Maria Corbi. L’e-mail che arriva è piena di ansia per un futuro troppo incerto. A scriverla è una ragazza di 18 anni, Rosa Maria Farsetti, studentessa romana di un liceo scientifico con il sogno di andare a studiare all’estero. Il problema, spiega la studentessa, è «che non solo siamo svantaggiati rispetto ai nostro coetanei europei se rimaniamo nel nostro paese vista la crisi e le poche prospettive, ma lo siamo anche se decidiamo di andare a studiare all’estero dove veniamo penalizzati per il nostro metodo di studio».
Soprattutto in Inghilterra dove, effettivamente, agli italiani le Università chiedono un voto di ingresso più alto rispetto a chi ottiene l’International Baccalaureate o altri diplomi».
Ed è in Inghilterra che si stanno concentrando le ambizioni dei maturandi italiani. Sempre di più scelgono di abbandonare gli atenei italiani e di provare in una università del Regno Unito (moltissime delle quali sono posizionate nei ranking tra le prime 100 al mondo) come rilevano i dati delll’Ucas, l’agenzia che si occupa della gestione delle domande di ammissione alle lauree di primo livello, gli “undergraduate degrees.
Ma non è così facile attraversare la manica ed entrare in un campus. Basta visitare i siti delle Università british per capirlo. Nel Russel Group, di cui fanno parte i più prestigiosi atenei, a uno studente italiano non viene chiesto meno di 90. A Bristol, per esempio, per Economia chiedono 95 e specificano che in matematica e altre materie può essere chiesta la votazione di 10 o 9 (per matematica). Ma questi punteggi sono rari nelle pagelle italiane. Un problema culturale, come denuncia Beatrice Cito Filomarino, consulente dell’educazione, una figura sempre più presente nelle scelte scolastiche. Sono esperti che aiutano i ragazzi a costruirsi curricula adatti alla strada che vogliono intraprendere: Li supportano nella scelta e nelle application alle Università, e spesso organizzano per loro esperienze di lavoro estive, che contano molto per essere presi in considerazione dalle migliori università del mondo. «Lo studio è il dovere per eccellenza di noi ragazzi, ma se non ci danno le carte per andare avanti, come diavolo si aspettano che facciamo?», chiede Rosa Maria.«Più che un sogno, l’Inghilterra è una necessità.Renzi ci ha pregato di rimanere in Italia per farle un paese più bello….?». Prima ci dicono che siamo bamboccioni, che vogliamo restare a casa, poi che non ce ne dobbiamo andare…». Rosa Maria non lo dice ma il sottotitolo è chiaro: «fate pace con il cervello». Una questione di prospettive future di lavoro ma non solo.
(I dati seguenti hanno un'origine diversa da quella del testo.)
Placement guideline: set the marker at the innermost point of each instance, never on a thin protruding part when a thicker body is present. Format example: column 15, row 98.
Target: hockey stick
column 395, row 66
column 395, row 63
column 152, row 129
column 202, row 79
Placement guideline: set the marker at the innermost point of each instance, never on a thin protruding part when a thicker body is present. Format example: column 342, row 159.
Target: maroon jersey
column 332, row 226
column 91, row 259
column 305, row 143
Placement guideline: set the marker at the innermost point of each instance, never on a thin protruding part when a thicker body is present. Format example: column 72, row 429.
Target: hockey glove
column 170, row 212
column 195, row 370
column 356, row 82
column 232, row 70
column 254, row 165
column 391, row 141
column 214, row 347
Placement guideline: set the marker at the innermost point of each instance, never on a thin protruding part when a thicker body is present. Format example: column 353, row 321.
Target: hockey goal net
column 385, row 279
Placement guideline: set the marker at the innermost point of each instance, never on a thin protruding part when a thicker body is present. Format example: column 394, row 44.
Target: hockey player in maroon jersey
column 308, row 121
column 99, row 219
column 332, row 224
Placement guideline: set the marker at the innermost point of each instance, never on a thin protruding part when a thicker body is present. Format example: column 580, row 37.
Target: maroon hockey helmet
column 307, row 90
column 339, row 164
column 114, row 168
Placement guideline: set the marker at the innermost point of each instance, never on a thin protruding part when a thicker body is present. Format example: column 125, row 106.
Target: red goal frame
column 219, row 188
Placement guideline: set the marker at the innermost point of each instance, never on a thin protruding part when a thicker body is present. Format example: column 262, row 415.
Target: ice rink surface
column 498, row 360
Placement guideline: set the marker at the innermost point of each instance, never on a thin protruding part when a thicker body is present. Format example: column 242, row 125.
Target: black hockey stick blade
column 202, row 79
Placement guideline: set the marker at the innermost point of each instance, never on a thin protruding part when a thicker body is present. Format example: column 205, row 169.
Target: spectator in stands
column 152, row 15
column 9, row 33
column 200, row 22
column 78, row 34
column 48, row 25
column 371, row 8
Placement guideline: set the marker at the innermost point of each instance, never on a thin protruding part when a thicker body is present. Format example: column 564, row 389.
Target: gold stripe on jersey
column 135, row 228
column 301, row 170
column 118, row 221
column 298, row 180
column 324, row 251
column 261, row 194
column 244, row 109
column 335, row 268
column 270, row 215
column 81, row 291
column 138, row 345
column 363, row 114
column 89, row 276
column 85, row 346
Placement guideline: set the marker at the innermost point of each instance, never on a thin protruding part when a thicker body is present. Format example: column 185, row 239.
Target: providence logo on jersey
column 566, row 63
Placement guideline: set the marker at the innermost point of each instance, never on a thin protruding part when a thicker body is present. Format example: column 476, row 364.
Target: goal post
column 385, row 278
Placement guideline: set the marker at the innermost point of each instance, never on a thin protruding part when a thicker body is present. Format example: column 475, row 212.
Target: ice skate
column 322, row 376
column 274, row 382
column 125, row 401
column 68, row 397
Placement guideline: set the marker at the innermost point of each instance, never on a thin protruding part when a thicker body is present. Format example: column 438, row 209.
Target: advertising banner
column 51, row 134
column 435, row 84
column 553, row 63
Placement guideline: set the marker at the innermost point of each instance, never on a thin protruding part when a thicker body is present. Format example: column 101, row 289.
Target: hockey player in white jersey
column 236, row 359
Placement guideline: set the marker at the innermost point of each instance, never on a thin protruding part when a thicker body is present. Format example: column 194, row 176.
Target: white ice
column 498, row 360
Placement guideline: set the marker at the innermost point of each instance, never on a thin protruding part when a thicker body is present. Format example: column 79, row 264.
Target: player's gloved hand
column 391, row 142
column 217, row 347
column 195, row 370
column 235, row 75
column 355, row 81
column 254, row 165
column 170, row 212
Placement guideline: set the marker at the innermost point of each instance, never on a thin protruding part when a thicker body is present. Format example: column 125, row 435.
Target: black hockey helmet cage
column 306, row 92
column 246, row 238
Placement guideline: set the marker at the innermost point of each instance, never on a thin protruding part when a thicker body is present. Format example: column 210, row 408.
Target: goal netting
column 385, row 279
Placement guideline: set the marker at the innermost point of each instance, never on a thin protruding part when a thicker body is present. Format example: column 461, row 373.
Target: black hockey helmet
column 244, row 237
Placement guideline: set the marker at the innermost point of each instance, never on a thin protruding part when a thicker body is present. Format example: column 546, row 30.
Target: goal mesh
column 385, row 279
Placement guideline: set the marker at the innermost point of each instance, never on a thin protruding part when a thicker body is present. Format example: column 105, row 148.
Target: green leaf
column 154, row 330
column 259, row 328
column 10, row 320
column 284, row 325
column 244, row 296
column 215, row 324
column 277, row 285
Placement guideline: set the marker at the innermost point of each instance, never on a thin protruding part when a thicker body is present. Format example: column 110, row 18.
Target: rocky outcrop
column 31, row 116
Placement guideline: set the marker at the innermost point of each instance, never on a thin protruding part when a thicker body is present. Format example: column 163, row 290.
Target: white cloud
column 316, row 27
Visto che le università inglesi hanno molte agevolazioni dedicate agli studenti europei. Concedono l’accesso al «loan», ossia al prestito d’onore. per cui i ragazzi non pagano le tasse scolastiche (sulle 9mila sterline l’anno) ma rimborseranno il debito solo una volta che inizieranno ad avere uno stipendio superiore alle 21mila sterline, E la rata sarà del 9 per cento sulla differenza tra la busta paga e 21mila sterline, considerate la soglia di sussistenza.Con un tasso di interesse poco più alto di quello di inflazione. E con la certezza che dopo 30 anni il debito sarà comunque estinto. Garantito anche l’alloggio che può costare dalle 2mila alle 3mila sterline all’anno. Per non parlare della Scozia dove per un italiano studiare è gratis.